Mohammad Abdul Muktadir was a Bengali geologist and academic who was killed in the 1971 Dhaka University massacre. He is considered a martyr in Bangladesh.

==Early life==
Abdul Muktadir was the third child born into a Bengali Muslim family in Pashchimpara, Silam, Sylhet District on 19 February 1940. His mother was Begum Moshaheda Khanom. His father Abdul Jabbar was a renowned Moulvi and social activist, as well as the founder and headmaster of Silam PL Junior High School. Abdul Jabbar also used to voluntarily teach at the Jalalpur Alia Madrasa in Sylhet Sadar. Abdul Muktadir had two brothers and four sisters. His youngest brother was Abdul Qadir Jalaluddin.

Abdul Muktadir studied in Chakerbazar Government Primary School and then Silam PL Junior High School. In 1956 he graduated from Raja G. C. High School and in 1958 from Sylhet Government College.

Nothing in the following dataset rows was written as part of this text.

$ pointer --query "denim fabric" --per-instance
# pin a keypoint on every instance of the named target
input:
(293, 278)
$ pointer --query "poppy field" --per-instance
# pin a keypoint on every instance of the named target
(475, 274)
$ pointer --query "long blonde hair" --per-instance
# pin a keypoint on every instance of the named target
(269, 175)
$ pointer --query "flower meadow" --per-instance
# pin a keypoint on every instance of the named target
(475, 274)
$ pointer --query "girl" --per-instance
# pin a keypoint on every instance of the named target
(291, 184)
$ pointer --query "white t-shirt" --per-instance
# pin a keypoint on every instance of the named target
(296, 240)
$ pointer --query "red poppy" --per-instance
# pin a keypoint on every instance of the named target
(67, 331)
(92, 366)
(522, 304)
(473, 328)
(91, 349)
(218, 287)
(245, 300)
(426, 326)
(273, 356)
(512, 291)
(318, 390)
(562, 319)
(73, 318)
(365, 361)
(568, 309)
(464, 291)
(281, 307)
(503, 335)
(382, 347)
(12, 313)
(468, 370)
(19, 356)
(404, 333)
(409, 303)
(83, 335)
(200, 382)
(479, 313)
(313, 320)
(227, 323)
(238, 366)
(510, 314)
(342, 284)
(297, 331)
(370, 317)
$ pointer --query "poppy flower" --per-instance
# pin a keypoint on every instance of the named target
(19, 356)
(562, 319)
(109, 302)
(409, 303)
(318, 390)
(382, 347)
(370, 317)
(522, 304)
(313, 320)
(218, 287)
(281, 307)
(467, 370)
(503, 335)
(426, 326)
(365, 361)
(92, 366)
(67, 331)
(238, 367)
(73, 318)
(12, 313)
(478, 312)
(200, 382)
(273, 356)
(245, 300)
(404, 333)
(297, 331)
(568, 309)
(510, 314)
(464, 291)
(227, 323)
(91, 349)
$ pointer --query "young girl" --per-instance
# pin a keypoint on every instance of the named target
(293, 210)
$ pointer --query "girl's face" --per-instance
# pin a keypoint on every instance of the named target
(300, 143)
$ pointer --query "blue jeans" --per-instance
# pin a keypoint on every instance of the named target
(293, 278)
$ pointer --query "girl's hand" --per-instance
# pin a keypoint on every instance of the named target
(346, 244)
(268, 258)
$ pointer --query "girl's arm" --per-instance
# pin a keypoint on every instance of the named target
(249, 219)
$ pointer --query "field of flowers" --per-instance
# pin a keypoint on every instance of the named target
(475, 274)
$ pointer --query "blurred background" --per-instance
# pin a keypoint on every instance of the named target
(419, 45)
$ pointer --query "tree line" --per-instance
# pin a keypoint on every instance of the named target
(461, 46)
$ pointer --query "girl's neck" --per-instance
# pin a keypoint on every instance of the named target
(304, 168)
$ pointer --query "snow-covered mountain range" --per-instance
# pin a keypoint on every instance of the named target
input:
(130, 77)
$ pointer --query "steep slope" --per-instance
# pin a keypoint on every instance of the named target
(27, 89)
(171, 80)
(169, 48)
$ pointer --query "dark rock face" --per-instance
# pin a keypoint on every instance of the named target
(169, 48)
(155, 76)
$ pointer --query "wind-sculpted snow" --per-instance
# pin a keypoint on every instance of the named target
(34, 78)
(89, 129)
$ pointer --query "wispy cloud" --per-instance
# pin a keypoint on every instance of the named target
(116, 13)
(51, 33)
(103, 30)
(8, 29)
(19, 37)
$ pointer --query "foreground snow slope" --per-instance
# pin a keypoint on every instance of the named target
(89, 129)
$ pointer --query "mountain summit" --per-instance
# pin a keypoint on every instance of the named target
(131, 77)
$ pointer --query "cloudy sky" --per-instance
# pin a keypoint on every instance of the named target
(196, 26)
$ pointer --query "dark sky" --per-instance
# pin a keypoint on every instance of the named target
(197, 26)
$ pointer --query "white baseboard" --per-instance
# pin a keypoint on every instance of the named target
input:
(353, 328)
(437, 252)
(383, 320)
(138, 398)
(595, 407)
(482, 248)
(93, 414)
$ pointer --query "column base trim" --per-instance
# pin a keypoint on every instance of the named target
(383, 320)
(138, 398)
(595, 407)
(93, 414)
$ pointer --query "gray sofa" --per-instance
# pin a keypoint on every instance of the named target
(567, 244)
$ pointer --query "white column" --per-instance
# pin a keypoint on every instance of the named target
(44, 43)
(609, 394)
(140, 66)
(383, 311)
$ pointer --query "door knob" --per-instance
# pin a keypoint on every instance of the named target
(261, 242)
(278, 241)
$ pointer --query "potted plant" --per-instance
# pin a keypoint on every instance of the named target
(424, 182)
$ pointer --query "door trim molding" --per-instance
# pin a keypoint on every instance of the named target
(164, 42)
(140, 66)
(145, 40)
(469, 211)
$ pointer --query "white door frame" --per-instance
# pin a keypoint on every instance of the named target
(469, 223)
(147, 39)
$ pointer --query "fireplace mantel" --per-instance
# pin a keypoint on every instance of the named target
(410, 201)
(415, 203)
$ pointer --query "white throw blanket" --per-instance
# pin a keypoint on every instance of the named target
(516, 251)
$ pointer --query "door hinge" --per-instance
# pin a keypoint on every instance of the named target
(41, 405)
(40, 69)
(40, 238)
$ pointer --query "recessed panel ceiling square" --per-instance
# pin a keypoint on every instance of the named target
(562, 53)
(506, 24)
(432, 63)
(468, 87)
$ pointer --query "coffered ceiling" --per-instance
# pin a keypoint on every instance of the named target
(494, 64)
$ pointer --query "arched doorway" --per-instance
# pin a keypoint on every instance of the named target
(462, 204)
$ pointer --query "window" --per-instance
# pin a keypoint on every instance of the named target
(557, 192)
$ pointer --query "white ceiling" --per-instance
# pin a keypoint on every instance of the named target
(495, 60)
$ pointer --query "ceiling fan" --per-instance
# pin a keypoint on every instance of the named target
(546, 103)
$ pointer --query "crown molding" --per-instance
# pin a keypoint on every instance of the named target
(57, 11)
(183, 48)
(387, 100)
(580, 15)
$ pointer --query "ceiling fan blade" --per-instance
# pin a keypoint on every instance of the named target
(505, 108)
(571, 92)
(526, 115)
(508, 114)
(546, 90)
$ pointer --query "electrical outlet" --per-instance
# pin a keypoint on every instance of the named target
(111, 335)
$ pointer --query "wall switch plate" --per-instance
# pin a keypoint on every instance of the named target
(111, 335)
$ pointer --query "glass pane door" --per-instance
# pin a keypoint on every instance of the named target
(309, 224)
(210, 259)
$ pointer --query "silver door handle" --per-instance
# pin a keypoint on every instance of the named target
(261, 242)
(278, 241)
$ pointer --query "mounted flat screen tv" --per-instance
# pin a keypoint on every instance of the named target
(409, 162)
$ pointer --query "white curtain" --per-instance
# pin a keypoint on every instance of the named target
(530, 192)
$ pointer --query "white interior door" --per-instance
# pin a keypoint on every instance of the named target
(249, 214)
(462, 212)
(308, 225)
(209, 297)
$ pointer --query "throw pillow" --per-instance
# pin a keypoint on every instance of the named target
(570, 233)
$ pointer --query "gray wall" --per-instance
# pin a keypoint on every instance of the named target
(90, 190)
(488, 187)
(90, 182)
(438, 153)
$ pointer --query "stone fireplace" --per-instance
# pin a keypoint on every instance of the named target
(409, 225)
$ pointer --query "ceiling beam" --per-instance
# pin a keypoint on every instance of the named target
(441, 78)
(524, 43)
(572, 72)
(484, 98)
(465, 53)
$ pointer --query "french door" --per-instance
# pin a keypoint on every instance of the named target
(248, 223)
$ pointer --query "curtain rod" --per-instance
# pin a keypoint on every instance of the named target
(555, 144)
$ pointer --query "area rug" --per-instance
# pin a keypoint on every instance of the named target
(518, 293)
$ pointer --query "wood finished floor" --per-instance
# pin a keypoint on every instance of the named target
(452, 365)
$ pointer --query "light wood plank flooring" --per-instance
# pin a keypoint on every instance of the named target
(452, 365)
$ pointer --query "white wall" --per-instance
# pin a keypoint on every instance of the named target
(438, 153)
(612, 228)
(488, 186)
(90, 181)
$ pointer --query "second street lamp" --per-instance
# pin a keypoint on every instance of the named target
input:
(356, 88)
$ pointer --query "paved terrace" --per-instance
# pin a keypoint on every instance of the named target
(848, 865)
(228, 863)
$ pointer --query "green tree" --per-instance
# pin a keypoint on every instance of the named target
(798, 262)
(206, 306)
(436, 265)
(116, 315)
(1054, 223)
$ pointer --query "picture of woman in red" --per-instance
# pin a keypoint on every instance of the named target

He completed a bachelor's and a master's in geology from Dhaka University in 1960 and 1962 respectively.

==Career==
In July 1963, Muktadir was an assistant geologist with the East Pakistan Water and Power Development Authority. He then joined the faculty of Dhaka University on 19 October 1964 as a lecturer of geology. He earned his PhD in hydrology in the University of London. He received further training on hydrology as part of technical assistance from the British government. By 1968 at least, he was a senior lecturer.

==Death and legacy==
Abdul Muktadir was killed by the Pakistan Army at the onset of Operation Searchlight during the Dhaka University massacre. He and his three-month pregnant wife lived in a ground floor flat at number 12 Fuller Road. During the night of 25 March 1971, they took shelter in the third floor flat of Syed Ali Naki. They could not sleep seeing fire outside the window and hearing screams and the sounds of the army vehicles. At sunrise on 26 March, he was reportedly getting ready for Fajr prayer when soldiers knocked at the door. Opening the door, he was grabbed by the soldiers and shot. His body was dragged and dumped at a mass grave in Rayerbazar with some of his other colleagues. After recovering his body, his relatives buried him near a mosque situated next to his father-in-law's house at 78/A Purana Paltan.

The University of Dhaka's Geology Department named their museum after him as Shahid Muktadir Museum.